The fast-tracked directive met several goals. It formally invited Macedonia to join the alliance. It established an Atlantic Command to be based in Norfolk, Virginia, to oversee transatlantic traffic in the event of a conflict.
It included a pledge by NATO members to provide 30 mechanized battalions, 30 air squadrons, and 30 warships, to be ready for use in 30 days or less, by 2020 - the "Four Thirties" plan pushed by Mattis to get NATO militaries in shape and ready to deploy.
The alliance's members also completed a mobility agreement meant to allow military forces to move across national borders and bureaucratic boundaries in Europe - a problem that has plagued NATO forces on the continent.
Officials from NATO and the US praised the final product.
Jamie Shea, a NATO deputy assistant secretary general, said the agreement was "the most substantive" the alliance had reached in years.
Pentagon spokesman Eric Pahon called the summit "extraordinarily successful" and it was "now strengthening the alliance." White House National Security Council spokesman Garrett Marquis echoed Pahon, saying the declaration displayed NATO's unity "across an array of tough international security challenges."
The summit was not without Trump-related turmoil however.
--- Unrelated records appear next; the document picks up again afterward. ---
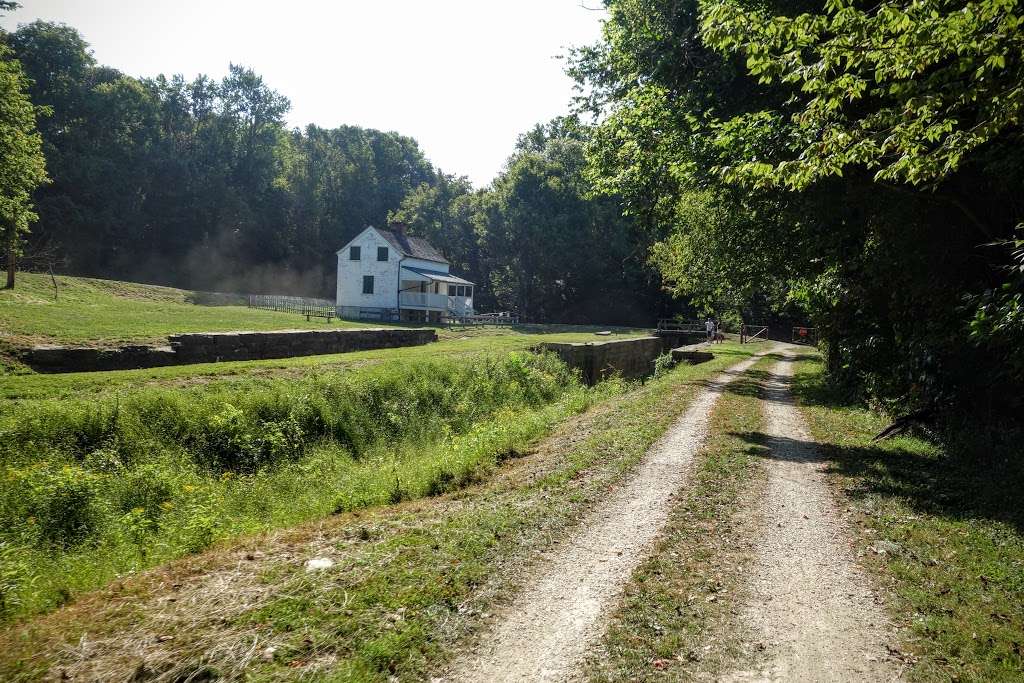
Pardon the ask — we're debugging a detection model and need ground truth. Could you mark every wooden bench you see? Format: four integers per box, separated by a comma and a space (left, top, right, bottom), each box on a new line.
672, 344, 715, 366
301, 305, 338, 323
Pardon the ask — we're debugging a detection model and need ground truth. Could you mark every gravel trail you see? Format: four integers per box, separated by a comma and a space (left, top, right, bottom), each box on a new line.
444, 349, 771, 683
725, 352, 900, 681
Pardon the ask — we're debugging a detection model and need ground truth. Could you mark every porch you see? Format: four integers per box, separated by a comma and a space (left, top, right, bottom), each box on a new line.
398, 266, 473, 315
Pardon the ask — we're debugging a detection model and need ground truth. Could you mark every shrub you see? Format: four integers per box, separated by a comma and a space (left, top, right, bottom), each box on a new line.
116, 463, 174, 522
28, 465, 105, 548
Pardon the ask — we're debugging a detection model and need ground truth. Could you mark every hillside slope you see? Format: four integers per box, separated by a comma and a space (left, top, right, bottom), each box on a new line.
0, 272, 368, 346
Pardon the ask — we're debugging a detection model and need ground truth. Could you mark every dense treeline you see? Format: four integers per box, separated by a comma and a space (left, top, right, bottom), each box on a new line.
572, 0, 1024, 418
3, 14, 664, 324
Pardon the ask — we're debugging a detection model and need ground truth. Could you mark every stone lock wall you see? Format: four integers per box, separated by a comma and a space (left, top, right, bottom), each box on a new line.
23, 328, 437, 373
540, 337, 664, 385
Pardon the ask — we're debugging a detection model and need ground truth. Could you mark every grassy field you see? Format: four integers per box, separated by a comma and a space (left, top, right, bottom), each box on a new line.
0, 273, 649, 397
0, 272, 391, 345
0, 344, 753, 682
0, 352, 624, 618
795, 358, 1024, 681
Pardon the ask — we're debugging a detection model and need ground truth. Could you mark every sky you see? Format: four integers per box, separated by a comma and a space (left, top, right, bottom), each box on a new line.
0, 0, 605, 186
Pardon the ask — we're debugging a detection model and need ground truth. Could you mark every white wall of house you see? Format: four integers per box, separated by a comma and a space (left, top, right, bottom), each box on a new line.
336, 227, 472, 317
337, 227, 401, 315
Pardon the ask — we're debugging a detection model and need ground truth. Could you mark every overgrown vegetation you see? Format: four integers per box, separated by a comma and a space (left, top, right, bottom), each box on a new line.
571, 0, 1024, 422
0, 11, 665, 325
794, 359, 1024, 681
0, 344, 752, 682
0, 353, 621, 617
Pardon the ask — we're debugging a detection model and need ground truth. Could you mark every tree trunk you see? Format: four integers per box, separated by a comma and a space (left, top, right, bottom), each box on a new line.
7, 238, 17, 290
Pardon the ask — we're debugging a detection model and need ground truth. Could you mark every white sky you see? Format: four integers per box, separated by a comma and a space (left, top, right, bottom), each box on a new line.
0, 0, 605, 186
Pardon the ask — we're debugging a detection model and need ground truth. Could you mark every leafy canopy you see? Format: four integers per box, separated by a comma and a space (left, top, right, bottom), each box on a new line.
700, 0, 1024, 188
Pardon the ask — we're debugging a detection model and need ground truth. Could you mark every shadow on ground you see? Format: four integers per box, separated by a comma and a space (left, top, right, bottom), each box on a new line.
724, 362, 1024, 532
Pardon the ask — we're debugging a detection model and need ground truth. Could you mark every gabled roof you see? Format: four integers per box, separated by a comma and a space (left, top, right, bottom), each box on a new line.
374, 227, 449, 263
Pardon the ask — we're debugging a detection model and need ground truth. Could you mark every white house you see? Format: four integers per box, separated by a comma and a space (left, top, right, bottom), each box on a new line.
335, 225, 473, 323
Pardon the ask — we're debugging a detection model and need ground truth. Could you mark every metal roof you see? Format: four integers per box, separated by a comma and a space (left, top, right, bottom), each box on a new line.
401, 265, 473, 285
374, 227, 447, 263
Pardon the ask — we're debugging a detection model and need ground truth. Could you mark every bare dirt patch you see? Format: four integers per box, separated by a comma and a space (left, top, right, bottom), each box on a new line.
724, 358, 901, 681
445, 349, 767, 682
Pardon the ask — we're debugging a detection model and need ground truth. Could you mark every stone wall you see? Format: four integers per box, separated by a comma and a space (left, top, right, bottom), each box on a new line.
541, 337, 664, 385
23, 328, 437, 373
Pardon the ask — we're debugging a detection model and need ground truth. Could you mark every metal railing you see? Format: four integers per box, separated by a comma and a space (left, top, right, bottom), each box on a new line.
442, 311, 519, 328
657, 317, 706, 332
249, 294, 338, 323
398, 292, 449, 310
During the event, he reportedly told NATO leaders that their countries needed, five years ahead of time, to reach the 2%-of-GDP defense-spending level they agreed in 2014 to move toward over a decade. Or, he said, "the United States would go it alone," though he did not directly threaten to leave the alliance.
Days after the summit, and just hours after meeting Russian President Vladimir Putin in Helsinki, Finland, Trump appeared to cast doubt on the collective-defense principal that undergirds the NATO alliance. He told Fox News host Tucker Carlson that he himself had asked why US troops should be used to defend Montenegro, a small Balkan country that is NATO's newest member.
"Montenegro is a tiny country with very strong people," Trump said at the time. "They are very aggressive people. They may get aggressive, and congratulations, you are in World War III."